In operation, construction system 600 is configured as forms 602 and 604 are positioned adjacent to each other in a side-by-side arrangement, with flanges 606 and 608 engaging each other. Depression 610 is thus created between forms 602 and 604, over flanges 606 and 608. Forms 602 and 604 are further configured to engage beams 624, and beams 626 and 628, respectively. In one embodiment of the invention attachment systems, such as attachment systems 630 and 632, may further secure form 604 to beams 626 and 628.

Beams 626 and 628 are secured to form 604 as attachment and support stands 634 and 636 are positioned on top of form 604. Anchor pin 638 is inserted through attachment and support stand 634, passing through form 604 to engage beam 626. In one embodiment of the invention, a shown in FIG. 6, anchor pin 638 is a barbed anchor pin, or an anchor pin including a barbed section. In another embodiment of the invention, anchor pin 640 is a flanged anchor pin, engaging beam 628, form 604, and attachment and support stand 636. Configured as shown in FIG. 6, attachment systems 630 and 632 secure form 604 to beams 626 and 628 and ensure that the position of form 604 with respect to beams 626 and 628 is maintained.

Further, rebar 646 may be positioned in top portions of attachment and support stands 634 and 636. In one embodiment of the invention two rebar may be positioned at a 90° angle within a top portion of attachment and support stands 634 and 636. Rebar 648 may also be placed in notch 644 of rebar support 642, which maintains the position of rebar within the depression and ensures an even elevation of the rebar within depression 612. In one embodiment of the invention where layer 616 is configured on top of form 602, rebar support 642 is configured to engage form 602 beneath layer 616.

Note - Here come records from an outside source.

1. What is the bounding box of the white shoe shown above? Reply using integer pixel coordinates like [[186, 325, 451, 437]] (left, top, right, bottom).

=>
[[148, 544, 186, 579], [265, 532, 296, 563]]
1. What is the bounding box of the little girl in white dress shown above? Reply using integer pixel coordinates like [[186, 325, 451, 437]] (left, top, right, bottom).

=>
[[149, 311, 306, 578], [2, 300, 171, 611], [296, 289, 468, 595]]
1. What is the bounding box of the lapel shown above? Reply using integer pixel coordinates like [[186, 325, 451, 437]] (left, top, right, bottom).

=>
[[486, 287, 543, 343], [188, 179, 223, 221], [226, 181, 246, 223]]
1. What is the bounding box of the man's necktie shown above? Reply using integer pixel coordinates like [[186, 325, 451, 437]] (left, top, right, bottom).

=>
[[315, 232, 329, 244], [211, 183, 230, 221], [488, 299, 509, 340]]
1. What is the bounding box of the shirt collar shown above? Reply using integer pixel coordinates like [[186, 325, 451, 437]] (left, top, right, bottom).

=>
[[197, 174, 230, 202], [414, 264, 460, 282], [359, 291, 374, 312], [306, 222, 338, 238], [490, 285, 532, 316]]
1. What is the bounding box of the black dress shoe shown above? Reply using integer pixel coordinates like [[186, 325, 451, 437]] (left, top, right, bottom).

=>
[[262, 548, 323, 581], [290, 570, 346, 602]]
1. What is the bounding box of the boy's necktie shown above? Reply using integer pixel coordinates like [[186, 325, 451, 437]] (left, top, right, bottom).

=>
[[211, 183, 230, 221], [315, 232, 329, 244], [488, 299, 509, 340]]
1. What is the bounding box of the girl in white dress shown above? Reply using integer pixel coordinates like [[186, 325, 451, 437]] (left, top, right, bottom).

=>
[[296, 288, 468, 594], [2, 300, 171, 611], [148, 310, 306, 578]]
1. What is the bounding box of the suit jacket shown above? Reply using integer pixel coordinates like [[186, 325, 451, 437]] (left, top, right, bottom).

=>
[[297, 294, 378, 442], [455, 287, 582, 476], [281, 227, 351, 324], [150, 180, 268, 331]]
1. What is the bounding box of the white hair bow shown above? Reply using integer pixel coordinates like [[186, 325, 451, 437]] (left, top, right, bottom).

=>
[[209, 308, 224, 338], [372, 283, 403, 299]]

Finally, construction system 600 is completed as concrete is poured onto forms 602 and 604, with concrete covering attachment and support stands 634 and 636, and rebar 646 and 648. Concrete also fills depressions 610 and 612, located between adjacent forms. In one embodiment of the invention the concrete is poured onto forms 602 and 604 in a single event. The concrete of construction system 600 is, therefore, one distinct monolithic unit. Embodiments of the present invention thereby create a construction system for floors and roofs that is easy to assemble and efficiently designed. Moreover, embodiments of the present invention provide construction systems for floors and/or roofs in which the concrete of the system is one distinct monolithic unit, thus minimizing structural discontinuities in the floor and/or roof. Further, embodiments of the present invention may be used in conjunction with other construction systems to create structures wherein concrete deposited in the structures is one distinct monolithic unit having minimal structural discontinuities.

With attention now to FIG. 7, a method 700 for constructing a floor and/or roof system is shown. At stage 702, one or more form sections are configured to create a form having any length, width, and height. Next, at stage 704, the form is attached to beams. Attachment, support, and other components are then added to the form and/or beams, as shown at stage 706. Finally, concrete is poured onto the form to create a monolithic unit, as shown at stage 708.

The present invention may be embodied in other specific forms without departing from its spirit or essential characteristics. The described embodiments are to be considered in all respects only as illustrative and not restrictive. The scope of the invention is, therefore, indicated by the appended claims rather than by the foregoing description. All changes which come within the meaning and range of equivalency of the claims are to be embraced within their scope.